On solutions of a Boussinesq-type equation with amplitude-dependent nonlinearities: the case of biomembranes

TL;DR

This paper investigates a Boussinesq-type wave equation with amplitude-dependent nonlinearities, deriving solitary wave solutions, analyzing their properties, and studying their interactions, with applications to biomembranes.

Contribution

It introduces a modified Boussinesq equation for biomembranes, derives steady solitary wave solutions, and examines their interactions and stability through numerical simulations.

Findings

Solitary wave solutions are derived and characterized.

Wave interactions are inelastic with radiation effects.

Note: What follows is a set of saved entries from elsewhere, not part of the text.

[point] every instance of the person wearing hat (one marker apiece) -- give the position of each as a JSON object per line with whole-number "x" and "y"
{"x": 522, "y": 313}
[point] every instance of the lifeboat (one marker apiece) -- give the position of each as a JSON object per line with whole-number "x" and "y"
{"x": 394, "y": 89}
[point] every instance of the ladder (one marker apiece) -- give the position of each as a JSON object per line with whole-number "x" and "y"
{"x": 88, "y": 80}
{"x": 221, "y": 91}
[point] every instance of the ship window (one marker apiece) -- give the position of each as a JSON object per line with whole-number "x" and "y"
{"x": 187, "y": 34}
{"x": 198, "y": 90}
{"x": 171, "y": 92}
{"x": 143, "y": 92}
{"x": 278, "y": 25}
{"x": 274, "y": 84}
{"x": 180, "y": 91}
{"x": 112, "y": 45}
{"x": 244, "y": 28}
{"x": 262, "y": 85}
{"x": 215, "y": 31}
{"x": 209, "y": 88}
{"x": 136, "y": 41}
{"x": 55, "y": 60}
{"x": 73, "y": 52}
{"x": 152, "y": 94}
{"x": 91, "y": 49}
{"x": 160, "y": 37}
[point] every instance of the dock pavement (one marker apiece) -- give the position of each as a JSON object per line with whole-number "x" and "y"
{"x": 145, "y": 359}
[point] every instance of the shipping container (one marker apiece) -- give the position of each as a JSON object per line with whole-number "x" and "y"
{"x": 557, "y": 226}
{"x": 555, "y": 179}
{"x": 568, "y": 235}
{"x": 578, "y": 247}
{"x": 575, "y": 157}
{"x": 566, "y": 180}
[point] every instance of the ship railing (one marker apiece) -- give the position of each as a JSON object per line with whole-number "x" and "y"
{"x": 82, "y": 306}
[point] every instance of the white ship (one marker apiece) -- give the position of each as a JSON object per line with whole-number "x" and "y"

Numerical simulations demonstrate wave train formation.

Abstract

Boussinesq-type wave equations involve nonlinearities and dispersion. In this paper a Boussinesq-type equation with amplitude-dependent nonlinearities is presented. Such a model was proposed by Heimburg and Jackson (2005) for describing longitudinal waves in biomembranes and later improved by Engelbrecht et al. (2015) taking into account the microinertia of a biomembrane. The steady solution in the form of a solitary wave is derived and the influence of nonlinear and dispersive terms over a large range of possible sets of coefficients demonstrated. The solutions emerging from arbitrary initial inputs are found using the numerical simulation. The properties of emerging trains of solitary waves waves are analysed. Finally, the interaction of solitary waves which satisfy the governing equation is studied. The interaction process is not fully elastic and after several interactions radiation effects may be significant. This means that for the present case the solitary waves are not solitons in the strict mathematical sense. However, like in other cases known in solid mechanics, such solutions may be conditionally called solitons.